Diamenty to planszówka autorstwa lana R. Moon (Ticket to Ride) i Bruno Faidutti (Cytadela). Diamenty to gra, która powinna być, obok karpia i barszczu z uszkami, obowiązkową pozycją na świątecznym stole.
Na czym to polega?
W Diamenty może grać naraz nawet osiem osób (minimum to trzy). Próbowana przeze mnie rozgrywka czteroosobowa sprawiła wszystkim radość i wciągnęła w ciąg decyzji, od których zależała wygrana.
Przebieg gry
Podczas gry zwiedzamy pięć tuneli. Na początku eksploracji odkrywamy kartę jaskini. Liczba na niej umieszczona pokazuje, ile klejnotów znajduje się w środku. Dzielimy je równo między uczestników gry, a resztę zostawcie na karcie. Teraz decydujemy, kto wyrusza w drogę, a kto zostaje w obozie dzięki kartom wyboru - penetracja lub powrót do obozu.
Ci, którzy się odważą, odsłaniają kolejną kartę i szukają dalszych skarbów. I tak przed każdą następną kartą jaskini - dopóki nie zrezygnują wszyscy gracze lub do czasu, aż będą musieli salwować się ucieczką. Gdy pierwszy raz pojawi się karta niebezpieczeństwa, nic się nie dzieje. Mam tu na myśli śmiertelną kulę, najeżoną gwoździami broń czy jadowite węże. Jednak kiedy podczas tej samej wyprawy odsłonicie taką drugą, wszyscy muszą uciekać z jaskini i tracą zebrane skarby.
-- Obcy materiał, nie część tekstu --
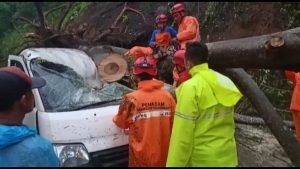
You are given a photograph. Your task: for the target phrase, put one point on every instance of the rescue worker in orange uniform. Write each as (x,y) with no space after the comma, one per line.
(161,37)
(148,114)
(295,101)
(180,73)
(188,26)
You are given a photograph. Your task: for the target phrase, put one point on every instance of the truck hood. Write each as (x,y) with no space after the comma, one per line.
(14,134)
(92,127)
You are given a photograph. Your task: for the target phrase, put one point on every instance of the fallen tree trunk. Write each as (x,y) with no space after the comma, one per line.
(240,118)
(274,51)
(272,119)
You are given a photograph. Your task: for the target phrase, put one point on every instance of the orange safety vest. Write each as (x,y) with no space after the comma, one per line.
(148,113)
(163,39)
(188,31)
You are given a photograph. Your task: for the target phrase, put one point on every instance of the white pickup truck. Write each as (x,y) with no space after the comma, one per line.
(73,110)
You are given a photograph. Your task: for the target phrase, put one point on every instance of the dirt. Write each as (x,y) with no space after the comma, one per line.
(259,148)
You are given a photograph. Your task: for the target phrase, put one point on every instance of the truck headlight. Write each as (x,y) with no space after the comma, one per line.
(71,155)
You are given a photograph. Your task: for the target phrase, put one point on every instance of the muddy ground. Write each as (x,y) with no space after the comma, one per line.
(257,147)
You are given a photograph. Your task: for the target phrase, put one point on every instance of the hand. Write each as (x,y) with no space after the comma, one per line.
(174,41)
(126,131)
(175,75)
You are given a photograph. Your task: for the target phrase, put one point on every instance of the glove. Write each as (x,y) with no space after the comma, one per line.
(175,75)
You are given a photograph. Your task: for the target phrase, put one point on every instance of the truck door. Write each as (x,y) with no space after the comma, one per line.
(30,118)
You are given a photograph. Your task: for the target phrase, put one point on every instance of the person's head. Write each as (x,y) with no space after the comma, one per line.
(196,53)
(161,21)
(178,60)
(145,68)
(15,91)
(178,12)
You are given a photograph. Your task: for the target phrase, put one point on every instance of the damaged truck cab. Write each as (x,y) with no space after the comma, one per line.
(74,110)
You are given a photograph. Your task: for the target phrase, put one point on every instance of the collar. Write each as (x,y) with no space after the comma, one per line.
(197,68)
(150,84)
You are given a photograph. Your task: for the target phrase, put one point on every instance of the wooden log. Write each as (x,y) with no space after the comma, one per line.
(274,51)
(272,119)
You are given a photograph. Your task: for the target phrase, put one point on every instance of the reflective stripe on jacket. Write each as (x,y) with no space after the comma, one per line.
(188,31)
(203,129)
(148,113)
(162,38)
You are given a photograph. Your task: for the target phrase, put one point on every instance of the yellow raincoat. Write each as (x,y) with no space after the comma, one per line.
(203,129)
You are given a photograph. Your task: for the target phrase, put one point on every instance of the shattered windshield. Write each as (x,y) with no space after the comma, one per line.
(66,90)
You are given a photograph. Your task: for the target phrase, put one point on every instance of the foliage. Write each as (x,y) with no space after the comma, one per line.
(214,16)
(292,11)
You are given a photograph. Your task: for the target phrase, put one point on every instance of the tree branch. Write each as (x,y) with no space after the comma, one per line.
(117,20)
(26,20)
(138,12)
(59,26)
(38,6)
(46,13)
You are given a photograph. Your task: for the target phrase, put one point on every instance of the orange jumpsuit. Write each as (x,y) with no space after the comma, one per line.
(148,113)
(188,31)
(295,101)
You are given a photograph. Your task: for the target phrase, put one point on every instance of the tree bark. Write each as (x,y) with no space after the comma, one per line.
(272,119)
(38,6)
(274,51)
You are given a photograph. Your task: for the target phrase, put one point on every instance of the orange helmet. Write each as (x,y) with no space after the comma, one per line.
(177,8)
(145,64)
(178,58)
(162,18)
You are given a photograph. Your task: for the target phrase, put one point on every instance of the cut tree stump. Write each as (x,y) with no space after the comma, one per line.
(274,51)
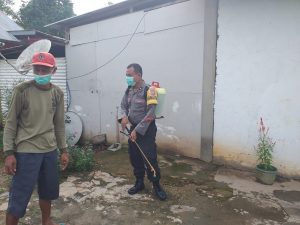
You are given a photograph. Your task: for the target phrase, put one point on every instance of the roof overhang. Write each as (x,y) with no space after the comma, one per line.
(122,8)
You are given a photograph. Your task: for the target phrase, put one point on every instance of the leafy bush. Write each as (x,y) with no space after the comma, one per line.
(81,159)
(265,148)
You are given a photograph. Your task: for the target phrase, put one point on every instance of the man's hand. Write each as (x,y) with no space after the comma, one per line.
(64,160)
(124,122)
(133,135)
(10,165)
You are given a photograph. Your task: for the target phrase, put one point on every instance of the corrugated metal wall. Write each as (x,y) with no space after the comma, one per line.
(8,77)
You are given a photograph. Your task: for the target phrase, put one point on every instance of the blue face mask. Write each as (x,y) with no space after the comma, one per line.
(43,80)
(130,81)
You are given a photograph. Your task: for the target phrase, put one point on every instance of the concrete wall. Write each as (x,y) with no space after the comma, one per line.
(169,45)
(258,58)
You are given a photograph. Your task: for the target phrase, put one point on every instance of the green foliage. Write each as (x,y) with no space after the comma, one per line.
(1,139)
(81,159)
(35,14)
(5,6)
(265,148)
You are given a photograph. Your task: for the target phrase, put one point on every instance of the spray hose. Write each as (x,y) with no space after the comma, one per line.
(143,154)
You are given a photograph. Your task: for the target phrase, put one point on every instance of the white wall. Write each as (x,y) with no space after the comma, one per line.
(258,75)
(169,46)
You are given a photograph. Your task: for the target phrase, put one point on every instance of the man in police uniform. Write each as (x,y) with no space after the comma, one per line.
(138,109)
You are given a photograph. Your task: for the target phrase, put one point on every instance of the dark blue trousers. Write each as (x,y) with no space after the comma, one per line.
(148,146)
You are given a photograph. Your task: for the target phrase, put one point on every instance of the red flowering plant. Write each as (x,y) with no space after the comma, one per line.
(265,148)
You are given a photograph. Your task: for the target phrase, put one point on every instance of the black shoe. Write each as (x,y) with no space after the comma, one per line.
(139,185)
(160,193)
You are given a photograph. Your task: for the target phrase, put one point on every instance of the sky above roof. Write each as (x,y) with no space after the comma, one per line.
(80,6)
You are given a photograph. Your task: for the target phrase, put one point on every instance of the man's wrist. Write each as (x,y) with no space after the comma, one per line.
(63,150)
(8,153)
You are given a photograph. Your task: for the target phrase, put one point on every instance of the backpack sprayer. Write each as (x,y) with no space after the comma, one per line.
(161,93)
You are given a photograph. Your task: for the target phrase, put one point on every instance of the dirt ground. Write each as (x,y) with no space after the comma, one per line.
(198,193)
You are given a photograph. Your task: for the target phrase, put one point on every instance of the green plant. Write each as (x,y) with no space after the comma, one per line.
(265,148)
(81,159)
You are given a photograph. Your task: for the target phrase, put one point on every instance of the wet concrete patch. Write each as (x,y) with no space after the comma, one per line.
(194,196)
(289,196)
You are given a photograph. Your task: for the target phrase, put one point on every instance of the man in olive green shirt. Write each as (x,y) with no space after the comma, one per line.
(33,132)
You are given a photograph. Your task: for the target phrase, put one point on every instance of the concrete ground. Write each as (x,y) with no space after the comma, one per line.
(198,193)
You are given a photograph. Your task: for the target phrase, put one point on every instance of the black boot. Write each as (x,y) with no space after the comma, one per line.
(160,193)
(139,185)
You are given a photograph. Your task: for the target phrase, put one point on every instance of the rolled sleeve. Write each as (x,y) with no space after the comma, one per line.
(11,125)
(59,124)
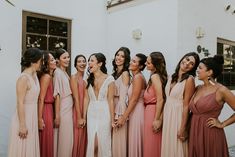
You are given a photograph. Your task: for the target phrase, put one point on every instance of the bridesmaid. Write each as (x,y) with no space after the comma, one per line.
(78,89)
(207,137)
(154,98)
(63,138)
(135,109)
(23,139)
(179,90)
(122,78)
(45,105)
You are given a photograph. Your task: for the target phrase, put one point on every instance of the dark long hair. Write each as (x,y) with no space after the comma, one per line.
(215,64)
(192,72)
(127,59)
(100,59)
(159,63)
(31,55)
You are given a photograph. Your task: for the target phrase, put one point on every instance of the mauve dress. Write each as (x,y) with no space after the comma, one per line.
(205,141)
(28,147)
(46,136)
(136,126)
(63,136)
(152,141)
(80,134)
(119,141)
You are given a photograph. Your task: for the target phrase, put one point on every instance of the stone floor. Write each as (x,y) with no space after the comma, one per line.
(232,151)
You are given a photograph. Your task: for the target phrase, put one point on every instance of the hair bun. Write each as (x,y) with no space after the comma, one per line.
(219,59)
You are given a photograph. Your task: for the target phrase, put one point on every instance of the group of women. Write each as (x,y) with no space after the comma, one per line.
(121,114)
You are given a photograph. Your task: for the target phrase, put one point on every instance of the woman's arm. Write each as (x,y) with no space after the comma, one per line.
(189,90)
(74,89)
(111,88)
(157,85)
(225,95)
(21,89)
(138,84)
(44,83)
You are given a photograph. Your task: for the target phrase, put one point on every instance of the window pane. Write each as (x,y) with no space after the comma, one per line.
(58,28)
(36,41)
(55,43)
(36,25)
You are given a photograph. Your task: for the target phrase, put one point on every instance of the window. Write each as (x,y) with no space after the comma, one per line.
(46,32)
(227,49)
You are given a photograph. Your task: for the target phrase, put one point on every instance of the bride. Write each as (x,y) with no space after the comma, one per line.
(100,113)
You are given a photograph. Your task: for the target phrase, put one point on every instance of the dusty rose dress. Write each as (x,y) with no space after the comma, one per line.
(172,117)
(152,141)
(46,136)
(80,134)
(136,126)
(28,147)
(119,141)
(205,141)
(63,136)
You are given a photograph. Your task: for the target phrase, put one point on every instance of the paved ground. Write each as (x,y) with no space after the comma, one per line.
(232,151)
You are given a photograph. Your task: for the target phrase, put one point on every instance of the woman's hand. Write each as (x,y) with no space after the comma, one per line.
(41,124)
(157,125)
(120,121)
(57,122)
(23,132)
(81,123)
(182,135)
(213,122)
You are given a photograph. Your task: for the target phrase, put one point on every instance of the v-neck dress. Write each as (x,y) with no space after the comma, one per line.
(205,141)
(99,121)
(172,117)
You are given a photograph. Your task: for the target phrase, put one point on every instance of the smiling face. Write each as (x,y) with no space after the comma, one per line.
(120,58)
(64,60)
(81,64)
(93,64)
(187,64)
(52,62)
(134,64)
(149,64)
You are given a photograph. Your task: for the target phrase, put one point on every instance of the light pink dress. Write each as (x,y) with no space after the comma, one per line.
(28,147)
(46,136)
(63,136)
(172,117)
(119,141)
(136,126)
(80,134)
(152,141)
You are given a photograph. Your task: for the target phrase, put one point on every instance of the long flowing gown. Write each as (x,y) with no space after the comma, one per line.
(28,147)
(63,136)
(172,117)
(136,126)
(119,139)
(46,136)
(152,141)
(80,134)
(205,141)
(99,121)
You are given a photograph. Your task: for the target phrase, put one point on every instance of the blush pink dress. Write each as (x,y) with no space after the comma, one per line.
(28,147)
(152,141)
(80,134)
(63,136)
(172,117)
(46,136)
(119,140)
(136,126)
(205,141)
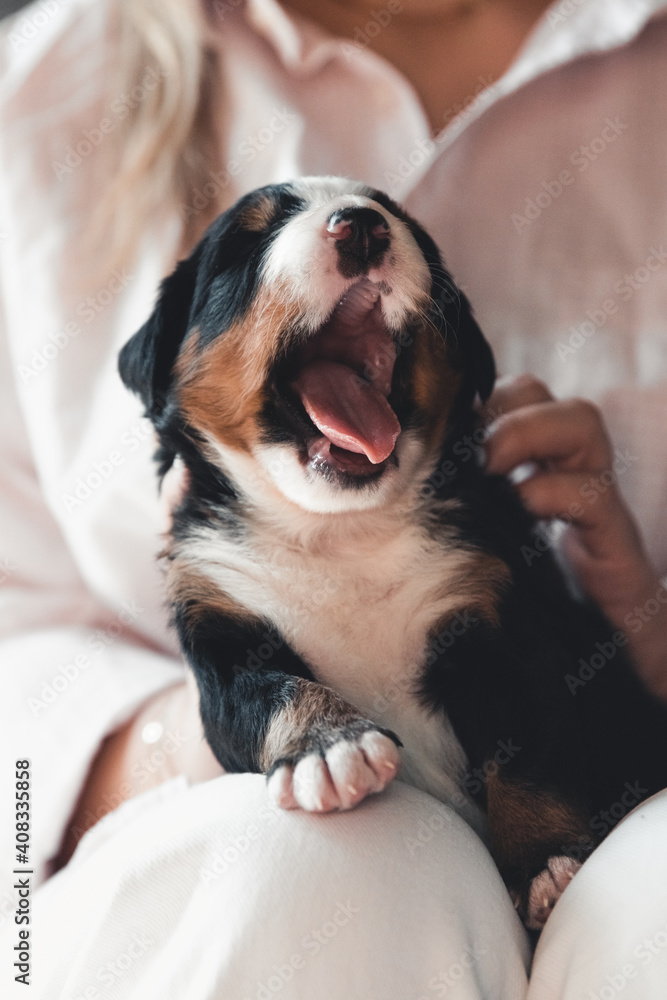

Do przetrzymywania swoich rubinów i diamentów otrzymujemy dedykowane skrzynie, które w połączeniu z pionkami są dodatkową zaletą gry. Do wyboru mamy osiem postaci, które niejako naznaczają nasze działania. Czy bardziej odważni są podróżnicy? A może to płeć piękna rządzi w "Diamentach"?
"Cytadela" miała swoje zalety jednak "Diamenty" dają możliwość wzniesienia się na wyżyny gier planszowych.